Le printemps a été. On attend la chaleur. Vient l’été et ses promesses d’oisiveté et de liberté. Les pluies ont alourdi les grandes hampes des rosiers des jardins pour tourner vers le sol leurs corolles froissées par la grêle. Puis les trottoirs ont séché. Le vent a repoussé les orages. Il a dissipé les fumigènes des samedis d’émeute. Les images de luxe du festival de Cannes, avec les bonnes nouvelles des vedettes du show-bises et des stars du foot, mâles ou femelles, fascinent les foules. On oublie l’hyper-violence policière des scarabées noirs ivres de colère de faire le sale travail de taper sur la misère.
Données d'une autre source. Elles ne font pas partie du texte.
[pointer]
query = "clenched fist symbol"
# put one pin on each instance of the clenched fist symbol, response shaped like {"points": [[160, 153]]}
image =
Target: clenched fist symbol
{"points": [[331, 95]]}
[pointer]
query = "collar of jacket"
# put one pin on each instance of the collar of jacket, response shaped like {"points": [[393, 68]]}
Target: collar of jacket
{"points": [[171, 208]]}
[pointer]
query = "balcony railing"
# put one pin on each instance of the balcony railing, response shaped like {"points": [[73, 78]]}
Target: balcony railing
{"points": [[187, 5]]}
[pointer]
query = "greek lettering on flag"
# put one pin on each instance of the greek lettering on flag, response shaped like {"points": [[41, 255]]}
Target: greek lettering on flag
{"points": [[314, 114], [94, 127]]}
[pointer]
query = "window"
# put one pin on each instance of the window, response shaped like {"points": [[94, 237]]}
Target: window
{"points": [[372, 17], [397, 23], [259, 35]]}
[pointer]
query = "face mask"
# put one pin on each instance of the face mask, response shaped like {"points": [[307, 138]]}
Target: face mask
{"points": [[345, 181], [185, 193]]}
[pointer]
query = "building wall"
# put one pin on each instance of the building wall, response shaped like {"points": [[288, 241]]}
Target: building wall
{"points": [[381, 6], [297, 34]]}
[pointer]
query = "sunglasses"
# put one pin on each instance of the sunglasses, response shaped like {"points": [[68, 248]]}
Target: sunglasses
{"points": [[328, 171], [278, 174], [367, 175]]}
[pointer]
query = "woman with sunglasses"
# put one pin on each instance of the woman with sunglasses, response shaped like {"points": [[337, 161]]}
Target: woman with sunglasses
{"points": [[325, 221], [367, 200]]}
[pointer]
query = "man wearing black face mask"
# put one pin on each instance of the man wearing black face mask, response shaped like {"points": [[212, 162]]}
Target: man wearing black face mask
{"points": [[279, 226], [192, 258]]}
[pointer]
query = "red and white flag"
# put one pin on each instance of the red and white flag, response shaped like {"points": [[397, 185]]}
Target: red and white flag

La chaleur nous hallucine.
La France va-t-elle se rendormir dans ses moiteurs estivales ? Mieux encore que le référendum d’initiative populaire, la sueur ne serait-elle pas le mode d’expression le plus égalitaire ? Feignant.e.s ou travailleu.r.ses, surbooké.e.s ou sédentaires, Françaises et Français n’auront d’autre revendication que la fraîcheur. Tous les ans, l’effet essuie-glace à la vanille des vacances débarrasse nos puissants des craintes de révolte populaire. « Allez ! On aura bien le temps d’y penser à la rentrée ! » Mais on sent que quelque chose cette année ne s’éteindra pas. Peut-être est-ce la raréfaction visible des insectes et des oiseaux, qui annonce une débâcle climatique inévitable « de notre vivant » ? Peut-être est-ce une réplique à distance de la déflagration médiatique des exigences de vérité de la vague #Metoo ? Peut-être est-ce la vision authentique d’une population française foncée, avec toutes ses nuances de couleur de peau, qui estompe enfin celle d’une population gauloise, « à l’ancienne », rose, quoi ? Peut-être sont-ce les images effrayantes des naufrages et des noyades humaines qui rendent moins désirables les flots bleus des vacanciers ? Les « migrants » ne prennent pas de vacances. Même ceux et celles qui partent se sentent un peu solidaires de ceux et celles qui ne s’en vont jamais.
A la fête de la musique, sur les places et dans les ruelles, les gens étaient contents d’être des gens. Ils et elles ont dansé ensemble dans la nuit la plus courte de l’année. La trompette faisait la fête, le tambour des calembours, le trombone t’avait à la bonne, la grosse caisse avait de la fesse, le saxo du sexe et la clarinette vous tournait la tête. La France est gourmande et prend encore ce qu’elle peut attraper de bonheur à sa portée. Mais elle ne s’endort pas. Il y a quelque chose dans les regards…Une fierté, un air de gloire.